The presentation to city officials lists “media coverage” and “publicity/press” as “tangible benefits”companies could look to in determining the value of placing their names on publicly owned buildings.

“Freedom is the only major media company in Orange County,” read a slide from the “core competency: marketing” section of the presentation. It goes on to tout the Register as part of Freedom Communications’ “unrivaled roster of OC-based marketing properties.”

(Click here to see the presentation.)

Disclosure of the presentation follows revelations last week that Freedom and the city are poised to enter into an highly unusual agreement by which the media company would act as the city’s naming rights broker for the Anaheim Regional Transportation Intermodal Center or ARTIC, the city’s new transit center that is under construction.

The presentation shows that Freedom has also pursued a similar deal for the Anaheim Convention Center, although there does not seem to be a pending deal in place for that property.

Critics say the naming rights deal is fraught with possible conflicts and question whether it will affect the Register’s ongoing coverage of the nearly $200-million ARTIC project, which has been controversial since it was first proposed. Some critics said the newspaper could be perceived as an “agent of the government” as it reports on the project going forward.

Freedom co-owner and Register publisher Aaron Kushner has defended the deal, saying it should be seen as nothing more than a twist on the traditional advertising model.

Regarding the presentation, Kushner said the Register is not the outlet the presentation slide refers to regarding media coverage. Instead, another division of Freedom Communications would attempt to drum up coverage from media outlets other than the Register, Kushner said.

He used Freedom’s rollout this week of its new Long Beach newspaper, the Long Beach Register, as an example of this strategy in action.

“When we launched the Long Beach Register, we can’t make a television station cover us. We try to make it compelling. … You try to pack it up so it would be interesting for a third party outlet to pick up,” Kushner said. “This is Freedom [Communications] and very explicitly. They’re completely different. The newsroom doesn’t provide [public relations] services. That’s handled through our communications group.”

It should be noted, however, that the Register published a front-page column by Freedom co-owner Eric Spitz that touted the launch of the Long Beach Register and has published at least four articles on its website since last week regarding the new publication.

One local media observer said the disclosure of the presentation only makes things look worse for Freedom’s owners.

“They’re not in a position to say we will try and get you good press.

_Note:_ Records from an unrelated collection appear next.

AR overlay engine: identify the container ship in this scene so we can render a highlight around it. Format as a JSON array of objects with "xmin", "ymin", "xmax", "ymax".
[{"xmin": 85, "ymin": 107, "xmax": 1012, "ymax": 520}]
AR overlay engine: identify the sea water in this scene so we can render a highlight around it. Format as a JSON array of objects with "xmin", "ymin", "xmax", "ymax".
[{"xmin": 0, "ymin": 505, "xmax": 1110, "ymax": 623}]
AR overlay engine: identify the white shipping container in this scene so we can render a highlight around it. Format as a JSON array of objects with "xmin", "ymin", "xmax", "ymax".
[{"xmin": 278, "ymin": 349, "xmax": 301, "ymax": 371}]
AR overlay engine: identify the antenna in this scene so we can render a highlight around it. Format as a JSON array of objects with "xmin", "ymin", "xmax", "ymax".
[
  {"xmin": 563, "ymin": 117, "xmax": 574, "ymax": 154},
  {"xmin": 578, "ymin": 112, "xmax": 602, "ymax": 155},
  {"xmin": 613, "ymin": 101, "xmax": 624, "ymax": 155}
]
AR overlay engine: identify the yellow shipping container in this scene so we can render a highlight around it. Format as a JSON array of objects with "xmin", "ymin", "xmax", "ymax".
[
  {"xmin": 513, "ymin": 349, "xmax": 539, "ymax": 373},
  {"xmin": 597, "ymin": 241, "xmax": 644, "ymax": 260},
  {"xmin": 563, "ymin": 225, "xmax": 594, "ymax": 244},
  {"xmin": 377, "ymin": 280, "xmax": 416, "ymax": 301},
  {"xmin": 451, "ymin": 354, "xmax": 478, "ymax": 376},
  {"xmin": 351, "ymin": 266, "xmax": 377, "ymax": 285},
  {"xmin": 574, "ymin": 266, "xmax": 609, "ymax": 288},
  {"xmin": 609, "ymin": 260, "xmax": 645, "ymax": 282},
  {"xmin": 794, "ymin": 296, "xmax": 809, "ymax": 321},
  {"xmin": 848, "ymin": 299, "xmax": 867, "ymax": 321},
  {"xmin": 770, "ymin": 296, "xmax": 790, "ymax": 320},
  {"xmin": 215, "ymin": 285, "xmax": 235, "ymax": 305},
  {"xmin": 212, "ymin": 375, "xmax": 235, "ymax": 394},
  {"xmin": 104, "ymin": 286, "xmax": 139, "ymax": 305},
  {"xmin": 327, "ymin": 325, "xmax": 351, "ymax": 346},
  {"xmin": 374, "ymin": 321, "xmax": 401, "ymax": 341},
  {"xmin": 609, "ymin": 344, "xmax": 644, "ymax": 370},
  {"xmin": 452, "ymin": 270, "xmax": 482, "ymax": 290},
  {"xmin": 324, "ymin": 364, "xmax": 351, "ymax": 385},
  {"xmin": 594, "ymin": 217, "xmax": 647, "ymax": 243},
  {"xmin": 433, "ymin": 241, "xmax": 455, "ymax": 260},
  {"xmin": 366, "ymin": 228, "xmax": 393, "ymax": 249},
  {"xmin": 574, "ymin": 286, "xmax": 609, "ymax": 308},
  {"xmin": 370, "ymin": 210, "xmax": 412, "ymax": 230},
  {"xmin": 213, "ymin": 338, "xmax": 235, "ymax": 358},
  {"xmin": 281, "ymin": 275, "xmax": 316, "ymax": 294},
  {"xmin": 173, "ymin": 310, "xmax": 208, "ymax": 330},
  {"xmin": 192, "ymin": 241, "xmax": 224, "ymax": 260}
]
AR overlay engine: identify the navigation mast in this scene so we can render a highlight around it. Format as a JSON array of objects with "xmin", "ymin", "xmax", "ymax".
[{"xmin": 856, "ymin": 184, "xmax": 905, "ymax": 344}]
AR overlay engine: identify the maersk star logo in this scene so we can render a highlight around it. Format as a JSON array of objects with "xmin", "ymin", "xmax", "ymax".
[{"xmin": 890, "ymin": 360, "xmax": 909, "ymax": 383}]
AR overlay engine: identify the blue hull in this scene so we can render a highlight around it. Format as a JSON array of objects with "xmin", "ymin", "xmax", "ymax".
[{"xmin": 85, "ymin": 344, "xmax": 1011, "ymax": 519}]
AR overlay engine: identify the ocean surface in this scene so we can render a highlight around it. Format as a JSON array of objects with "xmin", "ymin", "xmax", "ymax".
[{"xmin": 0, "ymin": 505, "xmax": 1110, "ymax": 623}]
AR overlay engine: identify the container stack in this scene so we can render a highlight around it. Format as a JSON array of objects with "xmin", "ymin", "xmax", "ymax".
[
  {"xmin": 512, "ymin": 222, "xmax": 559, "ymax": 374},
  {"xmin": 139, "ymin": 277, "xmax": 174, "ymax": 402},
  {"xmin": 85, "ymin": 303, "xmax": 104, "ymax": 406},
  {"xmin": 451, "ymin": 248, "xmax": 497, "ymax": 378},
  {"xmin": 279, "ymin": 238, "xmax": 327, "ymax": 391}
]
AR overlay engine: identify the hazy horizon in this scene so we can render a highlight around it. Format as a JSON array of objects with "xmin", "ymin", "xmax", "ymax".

They’re in the position to say we will give you good press,” said Jon Fleischman, conservative publisher of and a Voice of OC Community Editorial board member.

“It raises the question as to whether or not they’re putting their content up for sale. … If everyone were to follow this model, then soon you wouldn’t be able to tell what was genuine news versus arranged news. It would be very difficult.”

Under the terms of the pending deal, Freedom would have the exclusive right for 12 months to solicit corporations regarding naming rights for ARTIC, according t a letter of intent from the city.

As for the convention center, which is slated for a $180-million expansion next summer, Kushner said that the building had come up in past talks but noted that isn’t in the current proposal. He then accused a Voice of OC reporter of breaching the confidentiality provision of an internal document.

“I’m guessing it says strictly confidential and for internal use only. You’re breaching that,” Kushner said.

The document is a public record and was given to Voice of OC in response to a California Public Records Act request.

Dean Starkman, the Columbia Journalism Review assistant editor who wrote an article this week critical of the deal, pointed out that the document doesn’t explicitly promise good coverage from the Register. Nonetheless, there is still an appearance of a conflict of interest, he said.

“In this case, you’ve got a sort of wrinkle. With your left hand business side you’re promising favorable coverage, and with the right hand, the news side, you’re promising readers impartial coverage,” Starkman said. “And so people go, ‘What gives? That doesn’t look right.’ ”

Fleischman, a conservative Republican who often rails against government spending, said he worries that the newspaper’s coverage of large Anaheim projects, which he said is already soft, will be even softer.

He said the Register’s coverage of a $319-million Anaheim streetcar project, which would connect Disneyland to ARTIC, has thus far “been occasional and not in-depth.”

“The streetcar goes from the ARTIC Center to Disneyland. You would argue that the streetcar makes ARTIC more valuable, therefore you could now argue that the Register has a business interest” in the streetcar, Fleischman said.